In a number of blog posts I have stressed the importance of understanding the culture when you work and live abroad. Two years in India have made me even surer that this is a key factor to succeed. Over there I met some people who really enjoyed being there and really had managed to climb what I call the adaption ladder. But there were also people who hardly went out from their flats and who seemed to not at all enjoy being in India.
So if you have been giving the task to work with people from a different culture, how can you prepare? Before I went to India I read a number of books. One of them really stood out and today’s blog post is a quick review of that book.
Working with India is written by Wolfgang Messner. He’s a German citizen who has worked a number of years in India. In many ways he did what I did a few years before me. Mr. Messner collected a lot of information about India and put it into this book. Everyone who works with India should read this book. Both before going to India and while being there. I did reread a lot of it while being there.
The book starts with a chapter about culture and why cultural competence is required. Hofstede culture dimensions are being described here. For me there are two main takings from this chapter. First of all that culture is something you can barely see. Mr. Messner describes it as an iceberg. Only like 10 % is above the surface. Rest of it you must “dive into” to really realize and understand. And it takes time. The other main point for me is that it is important to understand who you are and to have an open mind when you step into another culture.
Next two chapters are about India as such. One chapter about the history and one about the society. Both of these are very good introductions to these subjects. Particularly to understand something about the society you live in is important. The Indian caste system and the role of the family are described here. The importance of the family is something that still stands out as one of the main differences between Norway and India. Every time there is something I find a bit strange, I go back and reread this chapter. Doing this and adding some critical thinking has made me at least starting to understand the meaning of the word “family” in India.
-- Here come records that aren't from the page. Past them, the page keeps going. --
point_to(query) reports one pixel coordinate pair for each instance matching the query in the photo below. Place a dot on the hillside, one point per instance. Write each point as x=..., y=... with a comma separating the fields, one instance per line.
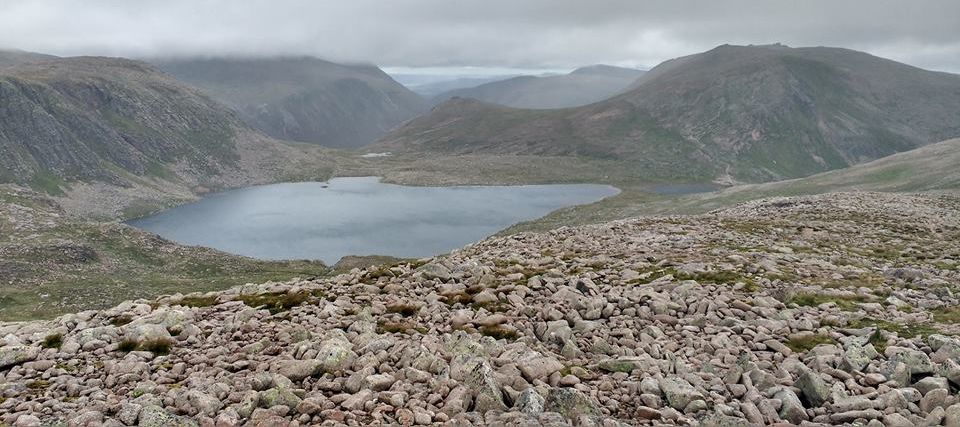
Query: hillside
x=52, y=263
x=114, y=132
x=581, y=87
x=732, y=114
x=304, y=99
x=13, y=57
x=931, y=169
x=431, y=85
x=832, y=310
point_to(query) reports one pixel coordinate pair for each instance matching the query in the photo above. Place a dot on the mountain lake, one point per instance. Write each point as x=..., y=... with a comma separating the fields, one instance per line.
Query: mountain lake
x=358, y=216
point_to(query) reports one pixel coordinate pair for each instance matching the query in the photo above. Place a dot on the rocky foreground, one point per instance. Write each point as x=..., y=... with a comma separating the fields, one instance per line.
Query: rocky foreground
x=833, y=309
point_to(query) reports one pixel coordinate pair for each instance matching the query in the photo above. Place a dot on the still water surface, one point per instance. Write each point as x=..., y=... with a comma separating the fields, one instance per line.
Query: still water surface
x=358, y=216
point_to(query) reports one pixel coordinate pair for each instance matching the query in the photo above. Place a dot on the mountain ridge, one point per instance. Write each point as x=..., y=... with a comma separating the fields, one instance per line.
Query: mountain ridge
x=582, y=86
x=107, y=132
x=739, y=113
x=303, y=98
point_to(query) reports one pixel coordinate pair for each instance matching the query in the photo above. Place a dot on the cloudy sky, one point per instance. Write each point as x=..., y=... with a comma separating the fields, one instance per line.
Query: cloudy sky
x=489, y=34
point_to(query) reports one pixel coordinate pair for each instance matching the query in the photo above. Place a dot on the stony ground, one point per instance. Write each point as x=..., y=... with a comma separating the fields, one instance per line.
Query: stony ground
x=834, y=309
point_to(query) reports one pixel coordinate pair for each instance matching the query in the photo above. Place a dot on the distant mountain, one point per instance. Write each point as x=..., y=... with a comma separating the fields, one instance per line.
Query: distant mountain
x=430, y=86
x=583, y=86
x=304, y=99
x=14, y=57
x=734, y=113
x=74, y=121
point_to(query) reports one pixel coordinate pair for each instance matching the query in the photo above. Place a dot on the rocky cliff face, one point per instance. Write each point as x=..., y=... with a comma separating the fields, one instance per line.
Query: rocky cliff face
x=304, y=99
x=103, y=118
x=744, y=113
x=111, y=131
x=832, y=309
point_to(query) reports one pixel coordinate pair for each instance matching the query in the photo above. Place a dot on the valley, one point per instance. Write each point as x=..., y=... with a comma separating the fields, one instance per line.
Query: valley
x=751, y=235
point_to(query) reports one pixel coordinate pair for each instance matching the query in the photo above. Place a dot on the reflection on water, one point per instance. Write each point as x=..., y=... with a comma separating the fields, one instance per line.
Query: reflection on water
x=358, y=216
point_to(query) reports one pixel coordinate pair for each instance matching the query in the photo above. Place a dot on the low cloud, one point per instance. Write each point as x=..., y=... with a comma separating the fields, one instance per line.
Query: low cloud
x=489, y=33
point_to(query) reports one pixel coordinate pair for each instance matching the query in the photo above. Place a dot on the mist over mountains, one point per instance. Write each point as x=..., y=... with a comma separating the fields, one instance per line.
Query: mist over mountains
x=582, y=86
x=304, y=99
x=770, y=234
x=740, y=113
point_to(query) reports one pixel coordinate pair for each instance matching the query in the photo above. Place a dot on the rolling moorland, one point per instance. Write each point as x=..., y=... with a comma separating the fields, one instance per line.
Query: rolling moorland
x=732, y=114
x=833, y=305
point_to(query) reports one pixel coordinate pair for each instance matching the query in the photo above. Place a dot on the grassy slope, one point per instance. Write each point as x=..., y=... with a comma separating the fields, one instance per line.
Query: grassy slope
x=734, y=114
x=51, y=264
x=930, y=168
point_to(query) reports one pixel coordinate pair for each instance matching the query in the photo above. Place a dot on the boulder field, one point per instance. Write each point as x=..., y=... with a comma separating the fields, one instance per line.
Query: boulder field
x=818, y=310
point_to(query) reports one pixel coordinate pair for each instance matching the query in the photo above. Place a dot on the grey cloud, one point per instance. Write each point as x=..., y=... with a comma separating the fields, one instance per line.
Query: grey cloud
x=493, y=33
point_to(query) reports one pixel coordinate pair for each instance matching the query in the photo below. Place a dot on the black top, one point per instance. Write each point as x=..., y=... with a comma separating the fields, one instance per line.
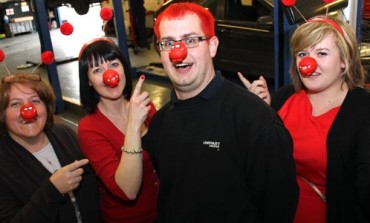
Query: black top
x=348, y=157
x=222, y=156
x=27, y=194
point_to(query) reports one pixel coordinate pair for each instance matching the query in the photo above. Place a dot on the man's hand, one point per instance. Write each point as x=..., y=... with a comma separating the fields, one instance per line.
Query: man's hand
x=258, y=87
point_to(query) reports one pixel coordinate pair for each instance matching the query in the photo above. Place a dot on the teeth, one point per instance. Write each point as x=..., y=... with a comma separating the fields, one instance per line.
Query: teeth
x=181, y=65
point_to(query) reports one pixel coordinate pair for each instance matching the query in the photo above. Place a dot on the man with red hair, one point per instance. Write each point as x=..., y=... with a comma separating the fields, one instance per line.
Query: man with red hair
x=221, y=153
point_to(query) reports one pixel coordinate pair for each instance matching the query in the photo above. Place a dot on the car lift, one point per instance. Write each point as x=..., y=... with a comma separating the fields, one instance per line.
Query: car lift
x=46, y=44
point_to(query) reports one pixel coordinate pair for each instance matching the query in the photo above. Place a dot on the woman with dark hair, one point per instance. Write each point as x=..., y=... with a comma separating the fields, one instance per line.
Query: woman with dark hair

After these introduction chapters there is a chapter with give an introduction to the Indian IT & BPO industry. Again Mr. Messner shows his excellent competence in what he writes.
The last four questions are the hard core of the book. This is the chapters that are important in your day to day business with your Indian counterparts.
Chapter five is about human resources and how Indian companies handle people. A number of times I have heard people complaining that attrition in India are so high that it is almost impossible to work with Indians. By reading this chapter you will understand more the perspective of people are in India. This knowledge is crucial for you to make sure you get the right people to your project and it also give you some ideas about what to do to keep them.
Next chapter is about interactions with India. As a non-native English speaker, I’m not the right person to complain about the way Indians speak in English. But as my recent blog post about misunderstanding of a term like full package show, misunderstandings happen often and are a big threat for your project. Read this chapter and you will at least get an idea about what misunderstandings that might happen and how you can prevent them.
Chapter seven is about how to conduct projects offshore. Here you get some input about how to set up and run your project. If I have any complaints about this book it is this chapter. I could wish it was much bigger! I would have liked more concrete ideas about how to do things. I know there is another book about this and will probably do a review of that book soon too.
The book wraps up with a chapter about use of expatriates and some quick recommendations about effective collaboration.
As I said in the introduction, this is a book that I have read over and over again. First time I read it from first to last page. After that I have used it as a reference book. Even today I quite often read in it if there are some things that are uncertain to me.
If you ever plan to do business in India this is a must read! And it is even a book that should not be only in your bookshelf but at your desk during your day-to-day work!